First, let me identify the problems that we've seen and I'd like to solve with this proposal.
Squeak is different from typical programming languages because it's more than just a programming language and IDE. It's also an application framework, an authoring application, a multimedia application, etc.
We have different groups of users of Squeak. Each group has its own view of what Squeak is and should be. We don't have a single benevolent dictator pushing us in one direction.
Each of these groups defines their view of Squeak in terms of what they want to do with it, and what they want it to contain. And these lists of desires and contents are often quite different between the communities.
Of course, a given person might count themselves in more than one of these communities depending on what they're doing at a given instant.
Among these communities are:
Our largest group of users doesn't even realize that there is something called Smalltalk in Squeak. For them, Squeak is EToys, and is an educational application. This includes the 80000 users in Extremadura in Spain, as well as tens of thousands of users in Japan and around the world.
Even within this group, the view of Squeak is different. The Squeakland distribution is relatively sparse, and is intended for relatively quick download times. The SmallLand distribution contains a number of additional packages and projects.
A rapidly growing group of the Squeak community uses Squeak as a platform for developing and delivering web-based applications. They use packages like Seaside or HTTPView, as well as web server packages like Comanche.
These folks don't care about EToys, nor particularly about Morphic, MVC, sound, multimedia, etc. They do care about solid network, file system and XML support.
Because of its openness and simple architecture, Squeak is also appealing as a platform for programming language and systems research. We have a number of academic researchers using Squeak for their goals.
Squeak is very close to being a good multimedia authoring tool. There is interest from various people about making a "Power Point killer"
Squeak is being used as the basis for the Croquet system. The Croquet team is interested in having a stable base on which to build their system, and is happy to not have to re-invent pieces of infrastructure.
And, of course, Squeak is also a fairly refined and open Smalltalk development system. There are a number of us who use Squeak to develop applications of various sorts. This includes the development of TK4.
Because of the history of Squeak's development, we have historically only had a few "official" downloadable artifacts. These have included:
the Full Image
the Basic Image
the Squeakland Image
Now, however, as the needs of various different groups have forced development along a single more specialized track, we now see as well:
the M17N Image
the Nihongo Image
the SmallLand Image
and so on. Every time someone starts talking about making a version of Squeak with different contents or focus, we start discussing whether a "fork" is necessary. The implication of the "fork" discussions is that two significantly different versions of Squeak can't both be developed or maintained at the same time. And it seems to be generally accepted that a "fork" is a bad thing, as it divides the community's efforts.
We also need to remember that a given image (or whatever form the downloadable Squeak artifacts are in) is more than just a bunch of code. There is also the actual content inside the image, including projects, pre-built morphs, preferences settings, color schemes, fonts, etc. which all are the result of making choices and setting things up carefully. Each community is likely to have different content needs, just as they need different packages of code.
Some problems have come along with the move toward separating various parts of Squeak into separately maintained packages.
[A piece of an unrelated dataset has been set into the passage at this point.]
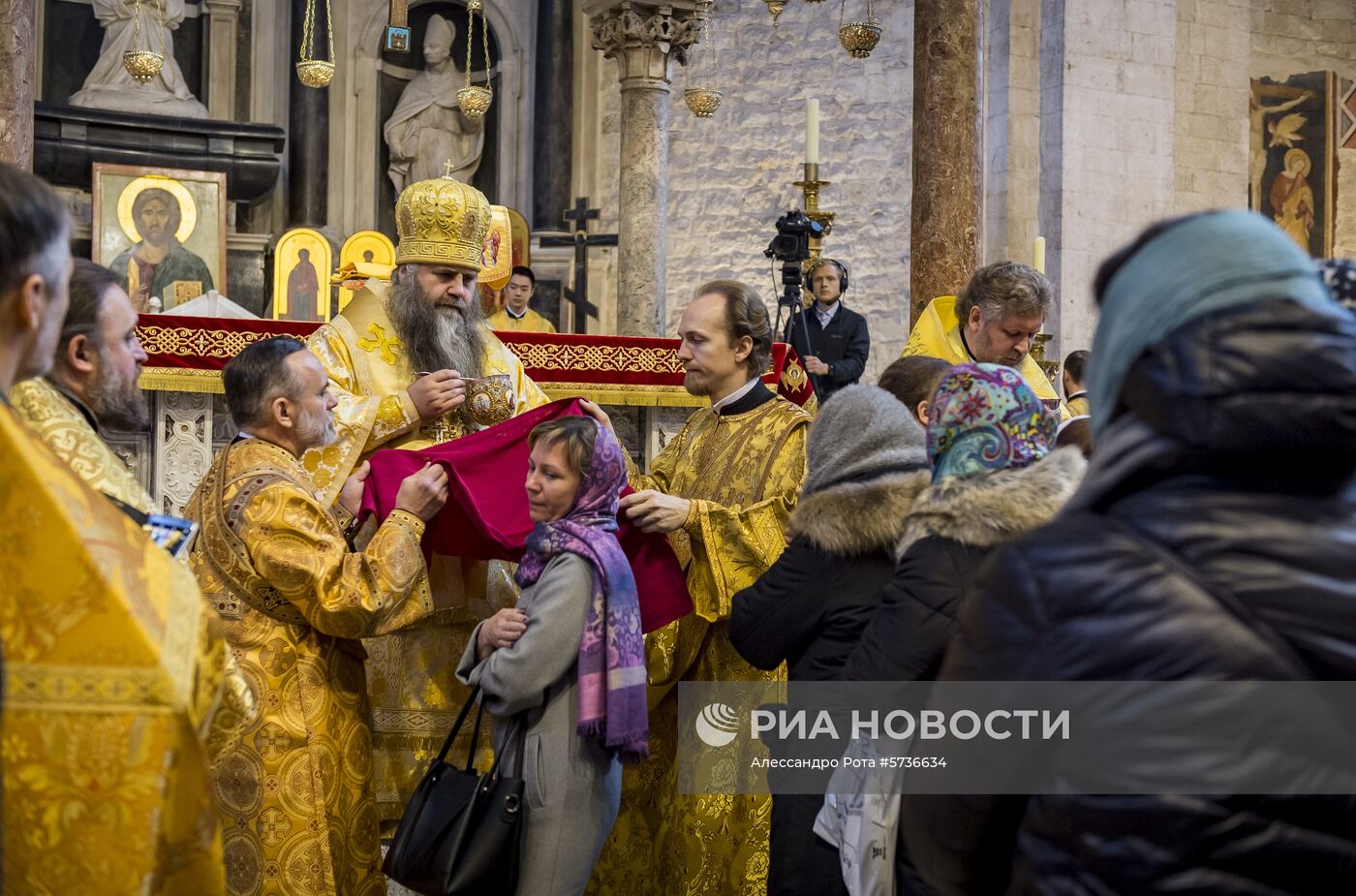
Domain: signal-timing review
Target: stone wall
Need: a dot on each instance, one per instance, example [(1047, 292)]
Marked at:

Among these problems is that it is very hard to ensure that a given arbitrary group of packages will work together. There have been a number of technical proposals that have been presented as suggestions of how that particular problem might be managed.
I see several problems with our current package system:
lack of visibilityBecause we have many packages, and because they aren't loaded by default in the versions of Squeak that people can download, they don't get used and tested as much as they should. Instead, people see a list of 400 or so packages with short descriptions. They have no guarantee that loading a given package into a given image or alongside other packages will work or in fact has ever been attempted.
it makes package maintainers into second-class citizensAs long as there is a distinction between a package being "in the image" and being "on SqueakMap" or elsewhere, we have diluted our community. And the maintainers of these packages are more loosely connected to the Squeak community than maintainers of the common packages that are in the image.
no idea of user communityAs a side effect of the separation, it is much harder for a package maintainer to know who the users of their package are. We see bug reports and discussion of the Image on the list, but we don't see as much discussion of package evolution or bugs.
no idea of what will work togetherCombining any group of packages together generally means that someone will have to do some work to make the combination work right. As a result, we generally don't and can't know that a given combination of packages will work together until they actually have been put together and tested. It is impossible to test all the combinations of packages and settings.
Some problems that are the direct result of the way we're handling bug reports and fixes include:
no way to commit to actionIf a bug does get reported, there's no way really to whose responsibility it is, or in fact to commit to taking care of it. Yes, one could send an email saying that, but this hasn't happened very often in the past. I'm sure that there are bugs that don't get fixed because it's not clear whether there is someone already working on them.
no idea of who's doing whatRelated to this is the fact that there is little awareness available to our community. Unless someone says on the list "I'm working on XXX and I want to hear about YYY" their work is invisible.
So we sometimes find ourselves wasting precious time duplicating effort, where a smarter solution would have been for the people who duplicated each others efforts to have teamed up on the work.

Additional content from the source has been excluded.